I think it may have something to do with housing market segmentation. There is a high demand for housing in "livable" housing market areas, which drives the prices up, and a lot vacant houses that nobody wants in "not livable" areas. This kind of segmentation is due to the growing polarization of the US society - and the housing cost is a part of the price we pay for that polarization.
Another element is the growing incompatibility between life style expectations and what the physical environment can bear (see Jared Diamon, _Collapse_ on that). The developers have an extra capacity to sell - so they push for bigger and bigger MacMansions and of course they expect bigger and bigger profit margins. Add to it various transaction costs: from building new infrastructure to selling/buying costs. Al those raising costs have tobe absorbed by the consumer or otherwise they would result in a net loss to the construction and real estate industry.

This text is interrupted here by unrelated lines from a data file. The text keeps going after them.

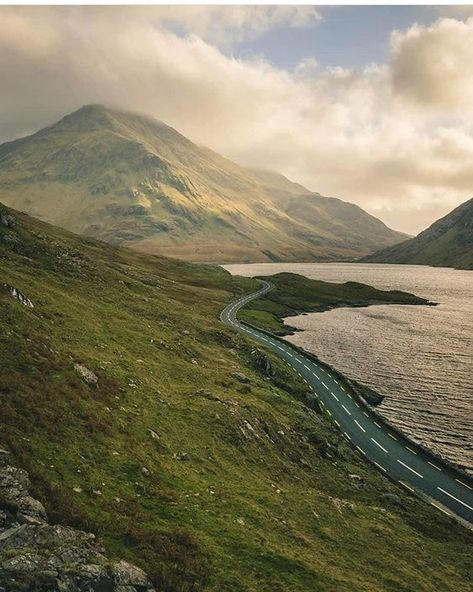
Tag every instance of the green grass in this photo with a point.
(294, 294)
(264, 501)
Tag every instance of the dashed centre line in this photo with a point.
(410, 468)
(360, 426)
(378, 444)
(298, 364)
(455, 498)
(464, 484)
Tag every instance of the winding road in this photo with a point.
(398, 457)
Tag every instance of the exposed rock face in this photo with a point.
(87, 375)
(40, 557)
(17, 295)
(240, 377)
(7, 220)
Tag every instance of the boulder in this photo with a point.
(89, 377)
(240, 377)
(7, 220)
(392, 499)
(39, 556)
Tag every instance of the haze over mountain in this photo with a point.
(447, 242)
(133, 180)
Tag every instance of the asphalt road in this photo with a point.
(402, 460)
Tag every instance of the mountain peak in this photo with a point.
(131, 179)
(87, 118)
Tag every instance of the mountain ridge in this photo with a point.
(448, 242)
(130, 179)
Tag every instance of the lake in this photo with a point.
(419, 357)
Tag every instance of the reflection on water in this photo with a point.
(419, 357)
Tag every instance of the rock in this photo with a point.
(126, 574)
(37, 555)
(17, 295)
(7, 220)
(153, 435)
(240, 377)
(89, 377)
(392, 498)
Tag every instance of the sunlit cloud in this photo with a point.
(395, 138)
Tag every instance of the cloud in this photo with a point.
(390, 137)
(227, 25)
(432, 65)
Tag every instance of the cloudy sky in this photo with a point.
(370, 104)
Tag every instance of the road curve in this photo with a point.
(403, 461)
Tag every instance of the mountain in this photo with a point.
(446, 243)
(121, 395)
(132, 180)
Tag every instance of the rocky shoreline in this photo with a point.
(36, 556)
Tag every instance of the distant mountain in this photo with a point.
(448, 242)
(132, 180)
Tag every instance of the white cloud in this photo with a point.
(433, 65)
(392, 138)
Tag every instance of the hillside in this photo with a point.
(446, 243)
(122, 394)
(295, 294)
(132, 180)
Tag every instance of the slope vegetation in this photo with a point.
(132, 180)
(447, 243)
(187, 450)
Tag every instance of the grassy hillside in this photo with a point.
(132, 180)
(294, 294)
(447, 243)
(207, 482)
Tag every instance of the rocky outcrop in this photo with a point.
(17, 295)
(36, 556)
(89, 376)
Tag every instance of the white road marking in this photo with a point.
(464, 484)
(441, 509)
(410, 469)
(378, 444)
(360, 426)
(455, 498)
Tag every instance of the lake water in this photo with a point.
(419, 357)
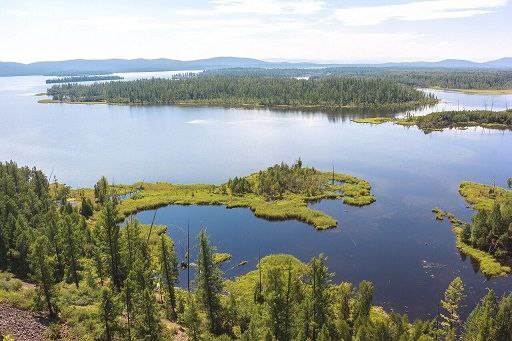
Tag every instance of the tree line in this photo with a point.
(417, 77)
(83, 78)
(276, 180)
(491, 231)
(127, 276)
(328, 92)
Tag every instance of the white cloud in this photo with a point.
(415, 11)
(260, 7)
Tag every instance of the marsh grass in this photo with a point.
(489, 266)
(349, 189)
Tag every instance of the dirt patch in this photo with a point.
(21, 324)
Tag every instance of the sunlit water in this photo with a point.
(394, 242)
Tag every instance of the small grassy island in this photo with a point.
(318, 93)
(280, 192)
(488, 238)
(71, 272)
(83, 78)
(437, 121)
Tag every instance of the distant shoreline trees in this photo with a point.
(328, 92)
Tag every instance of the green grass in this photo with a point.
(351, 190)
(481, 196)
(484, 91)
(373, 120)
(489, 266)
(440, 214)
(221, 257)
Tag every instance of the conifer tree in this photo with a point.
(209, 284)
(71, 240)
(453, 296)
(109, 312)
(191, 320)
(169, 272)
(110, 238)
(42, 266)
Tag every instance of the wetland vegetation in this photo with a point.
(328, 92)
(280, 192)
(450, 119)
(83, 78)
(96, 279)
(488, 237)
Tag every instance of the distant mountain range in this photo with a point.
(78, 66)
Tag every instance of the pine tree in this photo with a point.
(191, 320)
(86, 207)
(479, 324)
(502, 329)
(101, 190)
(466, 233)
(209, 284)
(169, 271)
(147, 324)
(42, 265)
(71, 239)
(110, 238)
(320, 279)
(453, 297)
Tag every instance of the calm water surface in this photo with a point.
(394, 242)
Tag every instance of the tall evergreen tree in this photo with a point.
(109, 312)
(169, 273)
(110, 238)
(42, 266)
(209, 284)
(453, 296)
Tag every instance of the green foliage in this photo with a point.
(83, 78)
(191, 319)
(453, 296)
(305, 185)
(464, 118)
(169, 271)
(329, 92)
(42, 266)
(209, 284)
(417, 78)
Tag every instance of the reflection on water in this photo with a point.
(394, 242)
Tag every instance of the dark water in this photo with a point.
(395, 242)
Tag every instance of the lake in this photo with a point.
(395, 242)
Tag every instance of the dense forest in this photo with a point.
(276, 180)
(418, 77)
(83, 78)
(98, 280)
(463, 118)
(491, 230)
(328, 92)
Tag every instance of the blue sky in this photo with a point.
(316, 30)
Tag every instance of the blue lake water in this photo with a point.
(394, 242)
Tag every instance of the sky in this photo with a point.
(344, 31)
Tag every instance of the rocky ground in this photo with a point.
(21, 324)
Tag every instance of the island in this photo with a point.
(318, 93)
(438, 121)
(83, 78)
(71, 272)
(488, 238)
(280, 192)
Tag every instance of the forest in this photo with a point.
(99, 280)
(415, 77)
(462, 118)
(327, 92)
(83, 78)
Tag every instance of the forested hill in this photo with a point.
(422, 78)
(328, 92)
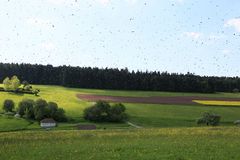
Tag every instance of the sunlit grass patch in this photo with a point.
(218, 103)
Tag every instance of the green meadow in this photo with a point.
(166, 131)
(218, 143)
(145, 115)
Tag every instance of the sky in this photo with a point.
(177, 36)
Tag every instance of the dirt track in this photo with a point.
(150, 100)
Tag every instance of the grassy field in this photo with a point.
(219, 143)
(145, 115)
(218, 103)
(168, 131)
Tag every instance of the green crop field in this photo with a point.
(146, 115)
(167, 131)
(219, 143)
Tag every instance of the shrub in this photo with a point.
(117, 113)
(237, 122)
(209, 119)
(59, 115)
(7, 84)
(103, 112)
(15, 83)
(25, 107)
(36, 92)
(40, 110)
(56, 113)
(235, 90)
(8, 105)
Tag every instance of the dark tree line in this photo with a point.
(122, 79)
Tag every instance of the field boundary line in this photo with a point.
(134, 125)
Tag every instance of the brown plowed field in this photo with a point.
(150, 100)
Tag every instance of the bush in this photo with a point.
(235, 90)
(25, 107)
(209, 119)
(103, 112)
(237, 122)
(40, 110)
(117, 113)
(8, 105)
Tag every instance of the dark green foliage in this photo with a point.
(103, 112)
(117, 113)
(25, 107)
(8, 105)
(86, 77)
(36, 92)
(59, 115)
(41, 109)
(235, 90)
(209, 119)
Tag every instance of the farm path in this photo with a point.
(134, 125)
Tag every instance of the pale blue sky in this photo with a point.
(198, 36)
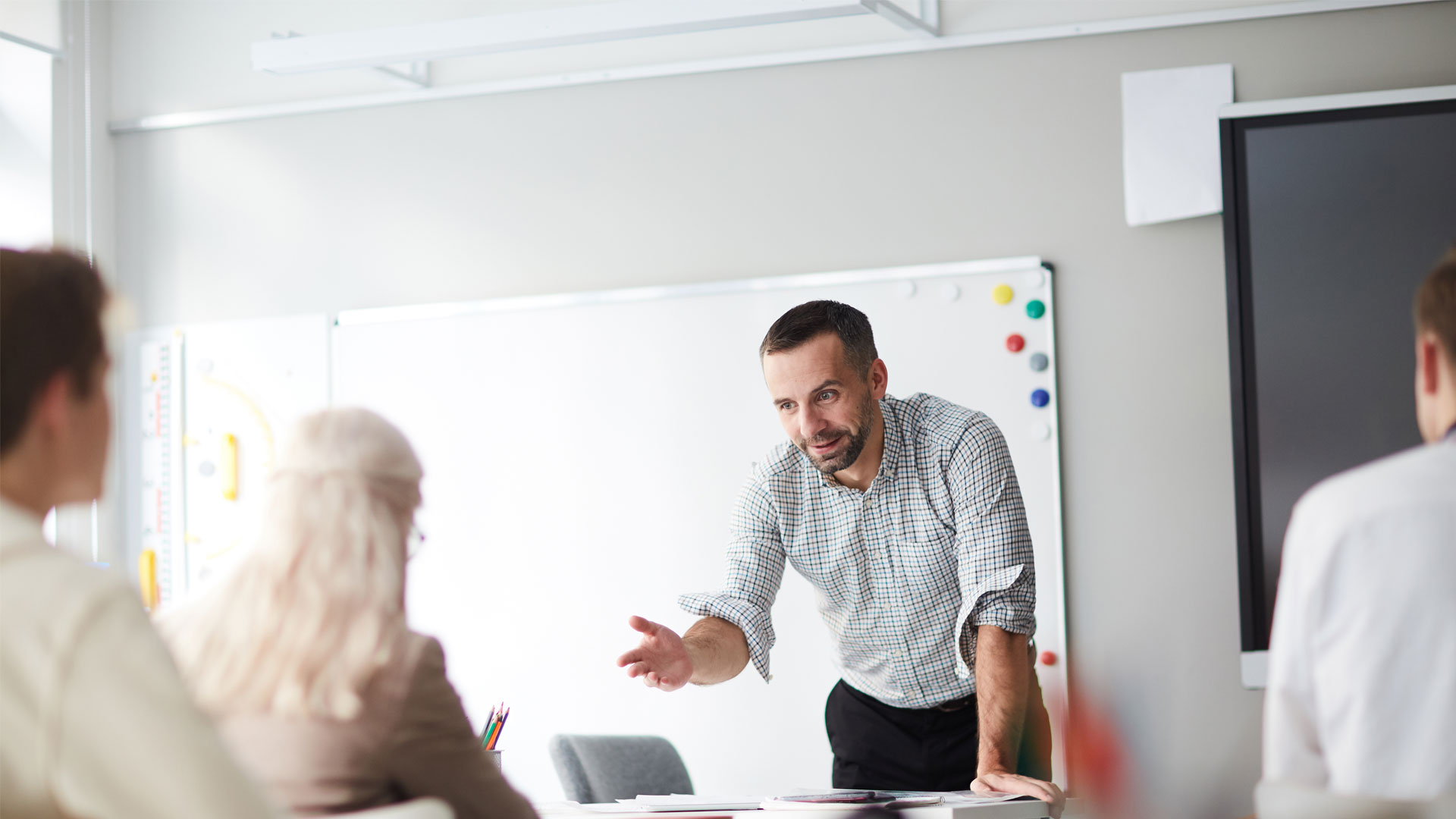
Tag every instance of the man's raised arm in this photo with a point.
(712, 651)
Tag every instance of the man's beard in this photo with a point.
(856, 438)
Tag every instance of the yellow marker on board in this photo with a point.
(147, 577)
(229, 466)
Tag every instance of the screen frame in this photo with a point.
(1235, 121)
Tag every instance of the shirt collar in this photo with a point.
(18, 525)
(890, 460)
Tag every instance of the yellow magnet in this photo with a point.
(229, 466)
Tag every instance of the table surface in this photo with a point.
(1018, 809)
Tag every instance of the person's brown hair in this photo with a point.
(811, 319)
(50, 322)
(1436, 303)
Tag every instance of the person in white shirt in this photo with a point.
(1362, 684)
(93, 719)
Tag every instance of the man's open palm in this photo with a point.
(661, 659)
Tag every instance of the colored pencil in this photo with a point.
(498, 729)
(490, 725)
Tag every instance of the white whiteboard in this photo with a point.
(582, 460)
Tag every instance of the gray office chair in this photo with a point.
(603, 768)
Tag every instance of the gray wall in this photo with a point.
(954, 155)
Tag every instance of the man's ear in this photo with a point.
(53, 406)
(1427, 363)
(878, 379)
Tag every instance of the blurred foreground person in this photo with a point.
(302, 651)
(93, 719)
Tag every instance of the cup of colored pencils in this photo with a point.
(491, 733)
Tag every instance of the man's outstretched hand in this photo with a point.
(990, 784)
(661, 659)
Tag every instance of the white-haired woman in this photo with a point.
(302, 653)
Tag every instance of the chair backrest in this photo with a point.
(424, 808)
(601, 768)
(1285, 800)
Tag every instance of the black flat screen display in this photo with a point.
(1331, 221)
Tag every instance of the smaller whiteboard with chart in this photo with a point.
(212, 406)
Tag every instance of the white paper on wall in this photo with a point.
(1171, 142)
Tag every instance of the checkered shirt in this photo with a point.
(905, 570)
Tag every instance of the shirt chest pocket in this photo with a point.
(925, 569)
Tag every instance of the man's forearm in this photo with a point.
(1001, 697)
(718, 651)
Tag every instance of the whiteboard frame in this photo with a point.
(513, 303)
(546, 302)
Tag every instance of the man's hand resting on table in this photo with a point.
(993, 783)
(661, 659)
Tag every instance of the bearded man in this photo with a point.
(908, 519)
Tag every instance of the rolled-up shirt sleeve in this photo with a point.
(755, 573)
(995, 561)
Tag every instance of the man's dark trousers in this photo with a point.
(880, 746)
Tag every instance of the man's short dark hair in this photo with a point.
(1436, 303)
(811, 319)
(50, 322)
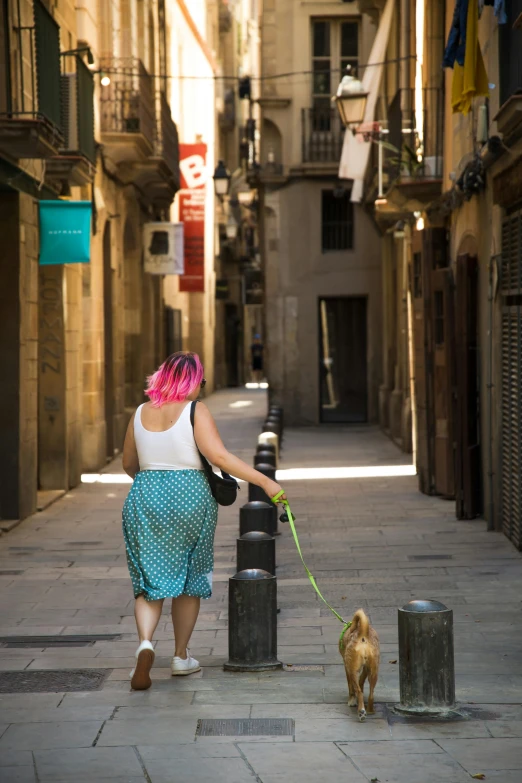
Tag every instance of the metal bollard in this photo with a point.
(266, 447)
(255, 492)
(264, 458)
(271, 439)
(252, 622)
(273, 425)
(256, 550)
(257, 516)
(426, 665)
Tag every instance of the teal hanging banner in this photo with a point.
(65, 232)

In one way these more and more expensive MacMansions are like Microsoft Windows - ways to absorb excess capacity (income or hardware capacity) on the part of the consumer.
Excess income (at least in some segments of the population), housing market segmentation (with underlying race and class divisions) acting like a stick, more and more alluring MacMansions acting like a carrot are main factors that imho explain the skyrocketing housing cost.
PS. If we consider hedonic valuation used in, say, the computer industry, which takes into account changes in product quality to determine real value - the increase of housing price is even higher due to increasingly shoddy construction (which according to the Consumer reports is becoming a serious problem).